Spiritual Sight
"God ... hath at the end of these days spoken unto us in His Son, Whom He appointed Heir of all things" (Hebrews 1:1, 2)
See also: Colossians 1:13-17; 2 Corinthians 4:4, 5; John 1:1, 3, 4; John 5:20, 21, 26, 27; John 17:5)
There are three main directions in which spiritual sight is necessary; firstly, with regard to the place and significance of Christ in the Divine scheme of things; then, with regard to the place and significance of man in that scheme; and thirdly, concerning the reality, ways, and objective of the evil spiritual powers in this universe. These three things very largely comprehend the Scriptures. Here, we shall be mainly occupied with the first of these.
The Place and Significance of Christ
There are two sides to Christ's person and work. (1) Christ as the Son of God. (2) Christ as the Son of Man. When we have gathered up all that is said and intimated in the Scriptures about Jesus as the Son of God we are led to one comprehensive conclusion. It is this, that God's sole rights and prerogatives have been vested by Him in His Son, and God has bound Himself to be personally and definitely known only Sonwise. There is neither access nor knowledge of a personal nature, nor fellowship, apart from the son. "No man cometh to the Father, but by Me" (John 14:6). "No one knoweth the Father save the Son, and he to whomever the Son willeth to reveal Him" (Matthew 11:27). That revelation is in the Son alone. "He that hath seen Me hath seen the Father" (John 14:9). Then we have to ask, What are those unique and sole rights of God which are vested in the Son?
The first is:
The Prerogative of Life
When we really come to deal with life, we come to deal with God. While there is something of life present man may have a place. He may help, stimulate, feed, and cooperate with it; but when life has departed, man has no more place and it is God's matter alone. Only God can deal with that situation. The question of life from the dead is God's matter alone. For a whole generation this question raged as a battle, and very largely it raged around one man - Louis Pasteur. During the whole of his life time the question of spontaneous generation flamed and fumed and divided men into schools of fierce antagonism. But before he died the question was settled and today no knowledgeable person believes otherwise than that life only comes from life, and never from death - that is, in the realm of nature. Thus the field is left clear for the supernatural, and life out of death is God's unique sphere. What is true in the natural is also true in the spiritual. The life which we all have in common as the life of soul and body is one thing, and the above law holds good with regard to it. But there is another life; it is uncreated life, Divine life, what we call spiritual life. That is another thing altogether. A hundred or more people may be here together, all of them alive n the first sense, but only a few may be alive in the second sense. The majority, while very active in the life of soul and body, may be quite dead with regard to uncreated, Divine life. Thus are people divided, and in this way they are two entirely different orders of creation, species of beings.
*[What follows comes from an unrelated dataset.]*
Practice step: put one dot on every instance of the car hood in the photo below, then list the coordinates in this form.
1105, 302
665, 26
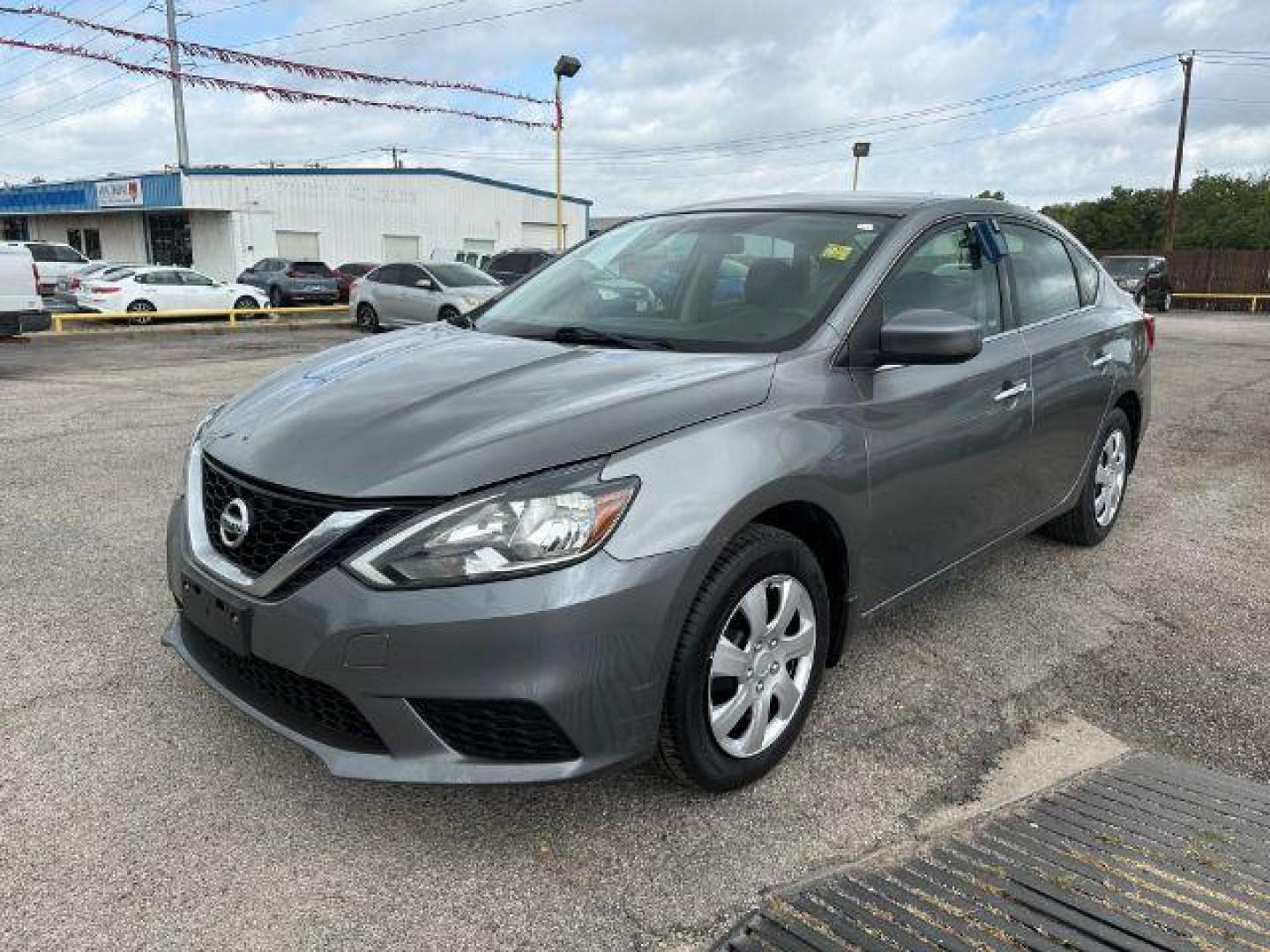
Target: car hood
439, 410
Much has been said and written about the immortality of the soul. The Bible does not teach this. Continuity and immortality are two distinct things. Immortality is a Divine prerogative and feature. "Who only hath immortality" (1 Tim. 6:16). Immortality is that Divine nature which is characteristic of Divine life. It is something altogether higher than just survival of physical disintegration and the grave. This latter without immortality or immortal life must be a very horrible thing. It is what the Bible means - metaphorically - by being "naked" and "ashamed." So the apostle speaks of immortality as being "clothed upon," that "mortality may be swallowed up of life."
Thus the giving of that life is with God alone, and those who have it are thereby different in an inward reality from all others. They possess the basis of a complete transformation, which is the meaning of being "glorified."
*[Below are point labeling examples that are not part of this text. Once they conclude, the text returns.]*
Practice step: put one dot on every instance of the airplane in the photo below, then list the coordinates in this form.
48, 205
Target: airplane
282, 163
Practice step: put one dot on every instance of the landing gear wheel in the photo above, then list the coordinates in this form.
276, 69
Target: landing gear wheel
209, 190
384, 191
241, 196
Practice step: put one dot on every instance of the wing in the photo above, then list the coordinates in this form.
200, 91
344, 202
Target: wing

But our particular message is that God has vested this life in His Son Jesus Christ, and that it cannot be had apart from Him. "As the Father hath life in Himself, even so gave He to the Son also to have life in Himself" (John 5;26). "As the Father raiseth the dead and giveth them life, even so the Son ... giveth life to whom He will" (John 5:21). The gospel of the glory of Christ is that God has given Him the glory of being able to give eternal life, incorruptible, immortal life to those who believe on Him. "This life is in His Son. He that hath the Son hath the life' (1 John 5:11, 12). Once that life has been imparted all the glorious thoughts and purposes of God for men have been started on their way to realization. So what comes in with Christ is the life of a new creation, a new universe. Everything is to be realized on the biological principle, but it is a life which is different in nature, capacity, and consciousness from all other life. Being peculiarly God's own Divine life it is the basis and link of true inward fellowship with Him. In this way we are able to see something of the immense and vital significance of Christ.
To accept Christ in a living and positive way is to receive a life which means an inward and secret difference in our very constitution, and to be in the way of possibilities which are denied all others.
To reject or neglect Christ is to lose or miss all that God ever intended when He created man and put him on a probation of faith. Herein lies the immense peril of prevarication or procrastination. It is not in man's power to say when that life shall be offered to him. When Christ is presented, that is the time when life and death are in the balances of our acceptance or rejection, and the very greatest eternal values and issues are bound up with that decision.